My mouth parts as I exhale shakily, his words crashing through my body and making me feel hot. Desperately hot. And suddenly, very very turned on.
“Then do it.” I reply, my fingers tightening in his shirt. His eyes shoot down to my lips, then back up to my eyes, and his hands start to withdraw from my body.
“Not tonight.” He answers, and the desire running through my body quickly dissolves into anger.
I step backwards, off his chair, pulling my clothes right.
“I won’t wait forever.” I snap, spinning on my heel to walk out of the door.
“You’ll wait as long as I want you to.” Comes his words from behind me, making me freeze before I’ve even touched the handle. “Don’t try to pretend that you’re suddenly in charge here.”

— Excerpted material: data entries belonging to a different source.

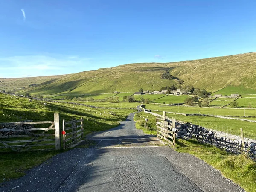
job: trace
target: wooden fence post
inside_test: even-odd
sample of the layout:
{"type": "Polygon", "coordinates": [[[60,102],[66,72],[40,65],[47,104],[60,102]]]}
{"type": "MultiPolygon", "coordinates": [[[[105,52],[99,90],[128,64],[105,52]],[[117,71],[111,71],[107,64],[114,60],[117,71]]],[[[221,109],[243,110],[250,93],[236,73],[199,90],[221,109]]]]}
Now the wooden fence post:
{"type": "Polygon", "coordinates": [[[158,137],[158,128],[157,127],[157,126],[158,126],[158,124],[157,122],[158,122],[158,119],[157,119],[157,137],[158,137]]]}
{"type": "MultiPolygon", "coordinates": [[[[74,133],[74,131],[76,131],[76,122],[75,121],[74,121],[73,122],[72,122],[72,132],[73,132],[73,133],[72,134],[72,137],[75,137],[76,135],[76,133],[74,133]]],[[[72,139],[72,141],[75,141],[75,140],[76,140],[76,137],[74,138],[73,138],[73,139],[72,139]]]]}
{"type": "Polygon", "coordinates": [[[244,132],[243,132],[243,129],[241,128],[240,131],[241,131],[241,137],[242,137],[242,146],[243,146],[243,152],[244,152],[244,149],[245,148],[245,145],[244,145],[244,132]]]}
{"type": "Polygon", "coordinates": [[[61,133],[60,129],[59,113],[54,113],[54,128],[55,136],[55,150],[61,149],[61,133]]]}
{"type": "Polygon", "coordinates": [[[176,128],[175,128],[175,119],[174,119],[174,117],[172,117],[172,137],[173,137],[173,148],[175,148],[175,144],[176,144],[175,141],[175,131],[174,131],[173,130],[175,130],[176,128]]]}
{"type": "MultiPolygon", "coordinates": [[[[65,131],[65,119],[63,119],[63,123],[62,125],[63,131],[65,131]]],[[[63,134],[63,149],[66,149],[66,141],[65,141],[65,136],[64,134],[63,134]]]]}
{"type": "MultiPolygon", "coordinates": [[[[83,117],[81,116],[81,120],[82,120],[82,121],[81,121],[81,124],[82,125],[83,124],[83,117]]],[[[84,126],[82,126],[82,127],[81,127],[81,128],[82,129],[82,138],[83,138],[84,137],[84,126]]]]}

I slowly turn to face him, a wicked smile starting to creep over my lips.
“Oh but Mr. Reid, we aren’t at the Red Room anymore. So those rules no longer apply.”
"I'm not your sub." He points out, his eyes narrowing at me.
"When you first asked for me, neither was I." I quip, making his tongue peek out of his mouth to lick his bottom lip. "So maybe you need to be a little more open minded, Sir."